Caroline Clément Librairie Coiffard (Nantes)

C’était une toute jeune fille qui posait pour Edgar Degas. Petit rat à l’Opéra de Paris. Poupée de cire devenue bronze. Camille Laurens a enquêté. Destins croisés d’une jeune fille, d’un artiste et d’une société.
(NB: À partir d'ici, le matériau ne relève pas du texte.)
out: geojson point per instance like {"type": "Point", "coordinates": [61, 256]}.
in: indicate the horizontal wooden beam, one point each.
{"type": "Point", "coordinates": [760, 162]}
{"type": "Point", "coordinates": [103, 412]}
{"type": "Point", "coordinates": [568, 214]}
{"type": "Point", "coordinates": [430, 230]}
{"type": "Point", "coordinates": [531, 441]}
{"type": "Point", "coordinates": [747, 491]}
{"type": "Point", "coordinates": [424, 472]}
Camille Laurens a poussé la porte de l’atelier d’Edgar Degas, là où on ne l’attendait pas. Elle est entrée dans son appartement de la rue Fontaine, IVe arrondissement de Paris, imaginant très fort, depuis la réalité, le détail de certaines scènes, répétant à sa manière les gestes possibles, les échanges probables. Camille Laurens a imaginé. Elle a surtout enquêté sur les circonstances, jusqu’à l’infime, de la réalisation d’une œuvre qui, avant d’ébranler son histoire et sa sensibilité, a ébranlé le monde de l’art au xixe siècle. Une œuvre de cire y a vu le jour, comme une poupée, vêtue, aux cheveux épais. Une poupée ressemblant, mais jusqu’où, à la jeune Marie Van Goethem, petit rat à l’Opéra Garnier, qui posait pour cet artiste et pour d’autres, comme bon nombre de danseuses alors pouvaient le faire. La fillette, sans beauté, sans charme, à l’air insolent, gagnait ici de l’argent mais aussi un peu de répit, hors des heures éreintantes des répétitions et de la discipline implacable de l’Opéra ; hors d’un milieu réputé pour ses mœurs douteuses. Camille Laurens, authentiquement éprise de Marie, de sa misère et de ses quatorze ans, a donc tout fait pour se rapprocher d’une jeune fille qui avait bien des raisons de la fasciner.